US ambassador Cameron Munter was summoned by foreign secretary Salman Bashir "in pursuance of the directives of Prime Minister Yousuf Raza Gilani" and a "strong protest was made" regarding yesterday's drone strikes "that caused many casualties," foreign office spokesperson Tehmina Janjua said.

Munter was informed that "under the current circumstances, Pakistan would not be able to participate in the trilateral meeting between Afghanistan-Pakistan-US, proposed by the US, in Brussels on March 26," Janjua said.

Minister of state for foreign affairs Hina Rabbani Khar was earlier expected to participate in the meeting.

Bashir told the US envoy that such drone strikes were "unacceptable" and constituted "a flagrant violation of humanitarian norms and law."

A strongly worded statement issued by the foreign office said Munter was told that it "was evident that the fundamentals of our relations need to be revisited."

"Pakistan should not be taken for granted nor treated as a client state. It was for the White House and the state department to hold back those who have been trying to veer Pakistan-US relationship away from the track," the statement said.

It quoted Munter as saying that he "understood clearly that this was not a proforma demarche."

He said he would "rush to Washington to convey Pakistan's message to the US administration at the highest levels."

The latest diplomatic row between Pakistan and the US came barely two days after the resolution of a spat over suspected CIA contractor Raymond Davis, who was arrested in Lahore on January 27 after he shot and killed two Pakistani men.

Pakistan's refusal to free Davis on grounds of diplomatic immunity had taken bilateral ties to a new low.

A Pakistani court pardoned and freed Davis on Wednesday after over two million dollars were paid as "blood money" to the families of the two men he had killed.

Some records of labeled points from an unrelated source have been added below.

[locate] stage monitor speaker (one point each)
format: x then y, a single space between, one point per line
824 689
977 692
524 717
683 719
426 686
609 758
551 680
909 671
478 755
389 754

Just a day after his release, US drones targeted what Pakistani officials said was a tribal jirga in Datta Khel area of the volatile North Waziristan tribal region.

Forty-four people were killed in the attacks, a majority of them members of a tribal council and personnel from a government militia force.

Media reports said some of those killed in the attacks were Taliban militants or had links to the Taliban.

Pakistan had earlier demanded an "apology and explanation" from the US for the drone strikes, which were condemned by President Asif Ali Zardari, Prime Minister Gilani and army chief Ashfaq Parvez Kayani.

Kayani, in a strongly worded statement, said: "It is highly regrettable that a jirga of peaceful citizens, including elders of the area, was carelessly and callously targeted with complete disregard to human life."